The court concluded that, while the prototype was original, created skilfully and had aesthetic appeal, it did not satisfy the artistic craftsmanship requirement in section 4(1)(c) – it was not the result of a mind with a desire "to produce something of beauty which would have an artistic justification for its own existence" and the designer was not an artist in the sense that they "used their creative ability to produce something which has aesthetic appeal". Rather, the evidence pointed to the WaterRower being a "commercial development…with a design of aspirational sensory impact", not a work of craftsmanship that was artistic. It was therefore not protected by copyright.
What does this mean for you?
- The outcome leaves an (expected) discrepancy between EU and UK copyright protection for works of applied art. The threshold for protection is much higher in the UK than in the EU. Those seeking to protect product shapes in the UK might consider registered design, patent or trade mark protection.
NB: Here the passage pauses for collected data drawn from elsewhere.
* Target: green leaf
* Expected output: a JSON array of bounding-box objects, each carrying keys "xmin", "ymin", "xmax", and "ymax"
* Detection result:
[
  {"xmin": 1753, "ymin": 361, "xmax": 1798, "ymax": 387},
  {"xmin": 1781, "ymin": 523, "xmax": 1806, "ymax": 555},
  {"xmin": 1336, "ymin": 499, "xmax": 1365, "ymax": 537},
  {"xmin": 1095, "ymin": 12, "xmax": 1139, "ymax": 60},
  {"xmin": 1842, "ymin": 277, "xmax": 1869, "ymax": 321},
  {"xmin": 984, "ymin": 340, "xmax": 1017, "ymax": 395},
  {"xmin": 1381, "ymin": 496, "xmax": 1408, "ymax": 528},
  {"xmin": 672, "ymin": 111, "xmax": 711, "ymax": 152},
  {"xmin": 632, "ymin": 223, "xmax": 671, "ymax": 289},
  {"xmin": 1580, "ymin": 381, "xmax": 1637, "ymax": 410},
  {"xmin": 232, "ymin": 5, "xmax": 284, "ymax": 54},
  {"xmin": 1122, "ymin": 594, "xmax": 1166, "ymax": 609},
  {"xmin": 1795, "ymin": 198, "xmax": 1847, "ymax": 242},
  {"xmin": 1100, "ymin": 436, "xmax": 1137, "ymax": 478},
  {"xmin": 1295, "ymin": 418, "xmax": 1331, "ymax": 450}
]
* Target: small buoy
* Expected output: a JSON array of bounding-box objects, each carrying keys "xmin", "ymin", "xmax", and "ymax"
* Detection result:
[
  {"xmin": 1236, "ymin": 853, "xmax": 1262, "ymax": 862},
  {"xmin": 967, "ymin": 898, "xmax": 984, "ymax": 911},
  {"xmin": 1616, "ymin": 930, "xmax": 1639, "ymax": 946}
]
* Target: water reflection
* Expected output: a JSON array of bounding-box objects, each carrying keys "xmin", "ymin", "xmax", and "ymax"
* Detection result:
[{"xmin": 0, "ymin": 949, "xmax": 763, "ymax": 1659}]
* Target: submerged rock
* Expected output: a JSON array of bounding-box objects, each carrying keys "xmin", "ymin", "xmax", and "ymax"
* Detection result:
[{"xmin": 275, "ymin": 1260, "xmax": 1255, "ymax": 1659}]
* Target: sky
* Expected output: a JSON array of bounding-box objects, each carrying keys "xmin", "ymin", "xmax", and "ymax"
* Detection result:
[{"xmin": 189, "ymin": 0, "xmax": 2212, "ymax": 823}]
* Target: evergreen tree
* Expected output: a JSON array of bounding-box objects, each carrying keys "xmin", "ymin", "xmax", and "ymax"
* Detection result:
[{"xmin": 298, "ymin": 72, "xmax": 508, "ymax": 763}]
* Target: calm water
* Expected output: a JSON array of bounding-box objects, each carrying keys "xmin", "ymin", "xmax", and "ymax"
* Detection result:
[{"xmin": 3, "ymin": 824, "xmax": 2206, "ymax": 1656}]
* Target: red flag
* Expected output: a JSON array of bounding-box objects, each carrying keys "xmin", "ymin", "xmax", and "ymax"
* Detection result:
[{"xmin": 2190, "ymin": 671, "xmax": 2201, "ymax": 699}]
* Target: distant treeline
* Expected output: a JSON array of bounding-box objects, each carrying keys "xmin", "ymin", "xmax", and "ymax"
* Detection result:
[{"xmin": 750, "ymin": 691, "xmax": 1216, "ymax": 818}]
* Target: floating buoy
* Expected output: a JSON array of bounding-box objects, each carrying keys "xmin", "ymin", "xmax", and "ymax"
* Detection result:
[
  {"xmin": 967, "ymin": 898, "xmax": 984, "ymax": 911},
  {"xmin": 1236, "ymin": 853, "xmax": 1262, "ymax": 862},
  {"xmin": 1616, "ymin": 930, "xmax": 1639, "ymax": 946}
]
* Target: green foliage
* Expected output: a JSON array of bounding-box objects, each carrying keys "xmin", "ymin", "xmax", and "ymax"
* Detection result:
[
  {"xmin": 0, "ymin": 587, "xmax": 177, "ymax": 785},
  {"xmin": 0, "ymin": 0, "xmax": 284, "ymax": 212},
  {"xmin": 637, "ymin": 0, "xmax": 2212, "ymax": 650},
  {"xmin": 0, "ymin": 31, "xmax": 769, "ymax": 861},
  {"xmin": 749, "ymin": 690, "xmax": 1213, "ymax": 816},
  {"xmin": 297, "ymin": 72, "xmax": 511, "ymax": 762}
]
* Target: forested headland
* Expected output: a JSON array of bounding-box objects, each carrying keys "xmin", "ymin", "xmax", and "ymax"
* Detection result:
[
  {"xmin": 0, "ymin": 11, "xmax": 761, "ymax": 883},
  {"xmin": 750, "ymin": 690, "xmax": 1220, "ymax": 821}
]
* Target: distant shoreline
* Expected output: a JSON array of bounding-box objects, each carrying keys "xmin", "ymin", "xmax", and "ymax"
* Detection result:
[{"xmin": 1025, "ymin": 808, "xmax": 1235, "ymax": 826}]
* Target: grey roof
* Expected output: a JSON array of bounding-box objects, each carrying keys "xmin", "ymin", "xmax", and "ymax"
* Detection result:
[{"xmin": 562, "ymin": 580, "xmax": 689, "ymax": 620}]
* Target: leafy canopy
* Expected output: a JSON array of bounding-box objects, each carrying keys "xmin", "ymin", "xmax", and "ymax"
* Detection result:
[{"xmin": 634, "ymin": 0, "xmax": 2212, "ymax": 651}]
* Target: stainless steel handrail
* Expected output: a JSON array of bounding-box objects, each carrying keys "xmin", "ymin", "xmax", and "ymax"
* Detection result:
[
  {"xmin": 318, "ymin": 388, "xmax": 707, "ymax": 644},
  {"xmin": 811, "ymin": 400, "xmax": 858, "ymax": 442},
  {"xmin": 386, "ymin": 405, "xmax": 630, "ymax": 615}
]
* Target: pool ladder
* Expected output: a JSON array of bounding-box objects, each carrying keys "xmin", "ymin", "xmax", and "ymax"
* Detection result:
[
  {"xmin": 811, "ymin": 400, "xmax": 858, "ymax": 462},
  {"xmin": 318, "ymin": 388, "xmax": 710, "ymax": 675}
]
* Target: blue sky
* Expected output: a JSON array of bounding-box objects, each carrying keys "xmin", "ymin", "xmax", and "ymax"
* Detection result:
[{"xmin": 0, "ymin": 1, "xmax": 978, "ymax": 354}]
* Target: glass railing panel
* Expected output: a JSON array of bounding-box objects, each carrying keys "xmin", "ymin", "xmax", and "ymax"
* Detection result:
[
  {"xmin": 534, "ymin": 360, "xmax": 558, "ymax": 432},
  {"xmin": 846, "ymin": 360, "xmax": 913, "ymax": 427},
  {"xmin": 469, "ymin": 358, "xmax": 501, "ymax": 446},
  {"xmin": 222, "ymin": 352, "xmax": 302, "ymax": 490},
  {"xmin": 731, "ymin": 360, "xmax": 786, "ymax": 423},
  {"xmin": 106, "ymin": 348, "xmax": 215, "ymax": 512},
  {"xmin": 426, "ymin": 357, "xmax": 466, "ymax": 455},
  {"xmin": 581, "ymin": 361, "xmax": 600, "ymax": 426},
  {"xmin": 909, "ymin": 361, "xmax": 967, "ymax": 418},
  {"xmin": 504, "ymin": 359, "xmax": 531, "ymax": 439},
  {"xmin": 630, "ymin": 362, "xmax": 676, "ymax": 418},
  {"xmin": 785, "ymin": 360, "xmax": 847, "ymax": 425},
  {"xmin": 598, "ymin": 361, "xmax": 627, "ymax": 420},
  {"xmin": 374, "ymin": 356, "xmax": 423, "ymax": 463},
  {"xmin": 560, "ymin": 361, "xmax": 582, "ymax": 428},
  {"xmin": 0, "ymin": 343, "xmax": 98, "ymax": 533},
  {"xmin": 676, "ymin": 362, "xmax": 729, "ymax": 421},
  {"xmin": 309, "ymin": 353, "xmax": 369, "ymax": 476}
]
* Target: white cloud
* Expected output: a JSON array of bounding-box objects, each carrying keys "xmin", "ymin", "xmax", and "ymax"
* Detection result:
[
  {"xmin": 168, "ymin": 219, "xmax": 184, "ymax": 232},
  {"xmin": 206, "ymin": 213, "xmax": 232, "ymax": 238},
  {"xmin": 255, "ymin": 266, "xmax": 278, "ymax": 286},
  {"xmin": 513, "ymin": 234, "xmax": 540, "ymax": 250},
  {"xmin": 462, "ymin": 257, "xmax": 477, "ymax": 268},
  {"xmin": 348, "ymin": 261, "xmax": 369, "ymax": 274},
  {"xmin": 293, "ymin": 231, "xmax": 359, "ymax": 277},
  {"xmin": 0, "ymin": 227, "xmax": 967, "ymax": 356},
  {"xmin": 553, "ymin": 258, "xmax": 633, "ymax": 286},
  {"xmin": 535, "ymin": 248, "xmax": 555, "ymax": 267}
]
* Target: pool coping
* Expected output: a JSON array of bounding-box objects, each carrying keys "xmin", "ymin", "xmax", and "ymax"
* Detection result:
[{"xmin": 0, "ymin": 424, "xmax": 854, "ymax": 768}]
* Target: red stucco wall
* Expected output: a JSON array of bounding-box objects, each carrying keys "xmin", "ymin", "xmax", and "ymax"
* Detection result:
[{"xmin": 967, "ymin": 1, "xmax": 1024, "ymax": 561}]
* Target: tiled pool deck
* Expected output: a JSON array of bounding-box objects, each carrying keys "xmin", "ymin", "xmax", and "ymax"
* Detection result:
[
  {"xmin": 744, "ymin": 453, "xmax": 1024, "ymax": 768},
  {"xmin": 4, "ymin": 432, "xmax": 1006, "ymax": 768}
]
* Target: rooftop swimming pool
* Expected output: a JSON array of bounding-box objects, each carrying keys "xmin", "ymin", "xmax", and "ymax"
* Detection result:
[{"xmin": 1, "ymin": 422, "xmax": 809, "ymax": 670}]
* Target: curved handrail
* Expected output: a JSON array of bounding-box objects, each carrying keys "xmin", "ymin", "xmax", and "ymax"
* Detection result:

- However, even if a work of applied art does not meet the higher UK threshold for copyright protection, it might still be protected by copyright in the EU following the recent Kwantum v Vitra case. This provides that copyright subsists - and can be enforced - in works of applied art in the EU provided the work meets the EU's originality requirement (even if copyright does not subsist in the country of origin of the work).
- The WaterRower ruling also emphasises the importance of maintaining detailed records throughout the design process. The judge left open the possibility that a work of applied art might qualify as a work of 'artistic craftsmanship' under the CDPA but made it clear that there would need to be substantial evidence as to the artistic intentions of the designer to convince the court.